The Bank of Thailand says it wants to see household debt levels below 80% of gross domestic product to help reduce economic and financial risks.
Household debt in the third quarter of last year was 86.8% of GDP, down from 88.1% in the previous quarter, and 90.1% in the fourth quarter of 2021.
Before the Covid-19 pandemic, household debt was 69.2% of GDP.
High household debt has been one reason why the Bank of Thailand has not increased interest rates aggressively, Governor Sethaput Suthiwartnarueput has said.
Given the current economic situation, inflation and interest rates, “we think that by 2027, if nothing is done, household debt will be 84% of GDP”, Ms Suwannee said.
A debt level higher than 80% of GDP could be a drag on economic growth in the long term and pose risk to the country’s financial stability, she said.

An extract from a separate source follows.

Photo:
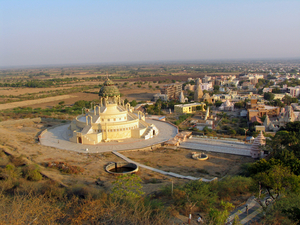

The central bank has said it aims to bring down household debt to a sustainable level and plans to issue guidelines to tackle this, including over how to handle existing debt and to offer new responsible lending.
The National Credit Bureau (NCB) said in December that it expected household debt in terms of loan amounts would continue to increase, despite the decline in the ratio to GDP.
It said digital loans and some new financial features were among the factors contributing to a higher volume of household debt.
According to NCB data, total household debt for its financial institution members totalled 13.1 trillion baht in the third quarter of 2022, up from 12.5 trillion a year earlier, or growth of 4.7%.
All four key consumer loan products — comprising credit cards, personal loans, auto loans and mortgages — posted strong growth, it said.